Figure 5. From left to right: MCpl Dylan Pratt, Sgt François Lalande, Sgt Connor Prince-Pugh. April 1st, 2023. Photo Credit: Cpl Clayton Symon

Ex Heavy Ball (31 March – 02 April 2023): In this captivating snapshot, the intensity of our past military training exercise, aptly named HEAVY BALL, comes to life. Our unit had the unique opportunity to immerse ourselves in the art of long-range explosive weaponry, refining our skills with the Carl Gustav Recoilless Rifle, the M203 grenade launcher, and the M72 Light anti-armor weapon. The photograph showcases a key element of our training: the target used on the M203 grenade launcher range. As your gaze is drawn to the target, you’ll notice vibrant orange puffs and holes scattered across its surface (Figure 5.). These telltale signs are a testament to the precision and power of the M203’s chalk cartridges, artfully employed by our unit during this exercise. With every shot, we honed our proficiency and coordination, then switched to High Explosive (HE) cartridges at a distance and more robust target. The HEAVY BALL training exercise was not just a display of our arsenal; it represents a commitment to mastering the tools of our trade.

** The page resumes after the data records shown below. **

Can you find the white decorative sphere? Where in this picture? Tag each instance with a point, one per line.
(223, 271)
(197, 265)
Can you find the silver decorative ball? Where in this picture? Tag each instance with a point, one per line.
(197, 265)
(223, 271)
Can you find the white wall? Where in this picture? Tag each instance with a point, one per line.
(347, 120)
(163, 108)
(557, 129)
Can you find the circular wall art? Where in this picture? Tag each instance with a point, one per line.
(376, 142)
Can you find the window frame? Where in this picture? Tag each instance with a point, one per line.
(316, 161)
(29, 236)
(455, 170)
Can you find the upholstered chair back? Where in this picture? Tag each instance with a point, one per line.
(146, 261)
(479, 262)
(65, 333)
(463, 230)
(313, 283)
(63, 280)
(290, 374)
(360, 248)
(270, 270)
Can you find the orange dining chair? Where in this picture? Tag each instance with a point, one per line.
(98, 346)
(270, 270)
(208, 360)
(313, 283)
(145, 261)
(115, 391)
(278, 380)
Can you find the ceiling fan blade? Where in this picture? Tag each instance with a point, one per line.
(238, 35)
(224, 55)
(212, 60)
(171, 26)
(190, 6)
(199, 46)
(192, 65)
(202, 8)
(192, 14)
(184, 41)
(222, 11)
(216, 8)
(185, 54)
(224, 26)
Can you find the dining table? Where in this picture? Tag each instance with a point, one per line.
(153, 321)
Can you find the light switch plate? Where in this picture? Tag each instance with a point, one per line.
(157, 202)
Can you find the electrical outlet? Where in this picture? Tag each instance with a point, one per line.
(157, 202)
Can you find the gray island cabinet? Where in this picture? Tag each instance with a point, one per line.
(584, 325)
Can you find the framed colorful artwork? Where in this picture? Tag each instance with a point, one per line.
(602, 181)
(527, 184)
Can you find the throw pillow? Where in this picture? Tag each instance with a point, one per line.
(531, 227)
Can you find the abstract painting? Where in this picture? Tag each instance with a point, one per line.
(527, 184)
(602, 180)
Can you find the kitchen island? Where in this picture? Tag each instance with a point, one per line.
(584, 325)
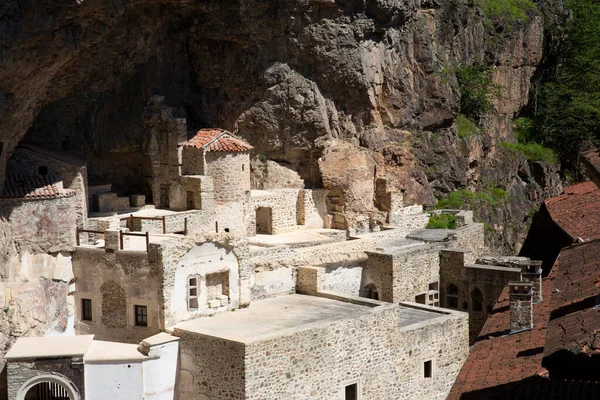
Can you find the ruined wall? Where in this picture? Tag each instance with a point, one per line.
(41, 226)
(402, 275)
(66, 369)
(210, 368)
(115, 282)
(74, 176)
(231, 175)
(456, 268)
(318, 362)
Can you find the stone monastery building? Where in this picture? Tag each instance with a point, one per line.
(203, 288)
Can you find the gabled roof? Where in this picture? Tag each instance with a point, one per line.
(217, 140)
(37, 187)
(497, 358)
(573, 319)
(577, 211)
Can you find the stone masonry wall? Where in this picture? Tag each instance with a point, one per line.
(457, 268)
(41, 226)
(231, 174)
(20, 372)
(115, 282)
(317, 363)
(210, 368)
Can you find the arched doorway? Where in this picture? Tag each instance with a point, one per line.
(264, 220)
(51, 387)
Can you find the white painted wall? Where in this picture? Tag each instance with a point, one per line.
(202, 260)
(160, 374)
(114, 381)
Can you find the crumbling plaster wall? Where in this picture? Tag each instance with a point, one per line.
(41, 226)
(115, 282)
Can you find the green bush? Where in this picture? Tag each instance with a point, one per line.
(441, 221)
(476, 90)
(488, 197)
(531, 151)
(466, 127)
(510, 11)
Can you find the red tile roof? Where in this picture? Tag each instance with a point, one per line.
(30, 187)
(577, 211)
(218, 140)
(573, 319)
(498, 358)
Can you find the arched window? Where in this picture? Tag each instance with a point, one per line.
(371, 292)
(452, 296)
(477, 300)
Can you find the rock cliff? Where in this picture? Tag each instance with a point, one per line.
(338, 94)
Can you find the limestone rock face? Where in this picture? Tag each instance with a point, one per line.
(299, 79)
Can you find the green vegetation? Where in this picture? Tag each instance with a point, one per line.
(476, 90)
(466, 127)
(510, 11)
(531, 151)
(488, 197)
(567, 107)
(441, 221)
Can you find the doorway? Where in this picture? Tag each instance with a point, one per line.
(264, 220)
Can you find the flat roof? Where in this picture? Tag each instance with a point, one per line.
(288, 314)
(49, 347)
(100, 352)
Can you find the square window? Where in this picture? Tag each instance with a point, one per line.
(86, 309)
(351, 392)
(141, 315)
(428, 369)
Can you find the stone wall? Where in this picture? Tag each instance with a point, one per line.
(65, 369)
(210, 368)
(231, 175)
(318, 361)
(41, 226)
(74, 176)
(116, 282)
(180, 261)
(403, 274)
(457, 268)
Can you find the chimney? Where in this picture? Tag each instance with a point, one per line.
(532, 272)
(521, 306)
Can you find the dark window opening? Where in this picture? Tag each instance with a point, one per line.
(141, 315)
(428, 369)
(477, 300)
(452, 296)
(86, 309)
(351, 392)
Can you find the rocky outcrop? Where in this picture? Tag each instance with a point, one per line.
(340, 93)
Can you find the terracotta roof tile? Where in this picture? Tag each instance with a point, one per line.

Figure 6. Cpl Kobe Archer (second from the left) and Lt Faiz (Fourth from the right) conducting an all-around defence on 29th April 2023. Photo Credit: Cpl Clayton Symon.

Ex Sneaky Lynx (28 – 30 April 2023): Perfecting Reconnaissance and Camouflage Techniques as the final exercise of the year, Sneaky Lynx was designed explicitly for practicing the art of gathering intelligence whilst avoiding detection from the enemy. B-Coy engaged in force-on-force Reconnaissance, seen here (Fig. 6.) planning out tactics to implement to outmaneuver the enemy. This yearly force-on-force reconnaissance exercise has become a tradition. It not only hones our abilities as an infantry unit but also highlights the importance of continuous improvement and adaptability.

As we look back on this training year, we can take pride in our achievements and commitment to excellence. From the PWT 3 Shooting Range to the culmination of GPE 1 2 3 and Sneaky Lynx, we have embraced challenges, worked collaboratively, and surpassed expectations. The lessons learned, skills honed, and experiences gained during these exercises have undoubtedly prepared us better for whatever the future holds. As we move forward, let us carry our determination, and continuous improvement into the coming year, as we strive for even greater accomplishments altogether.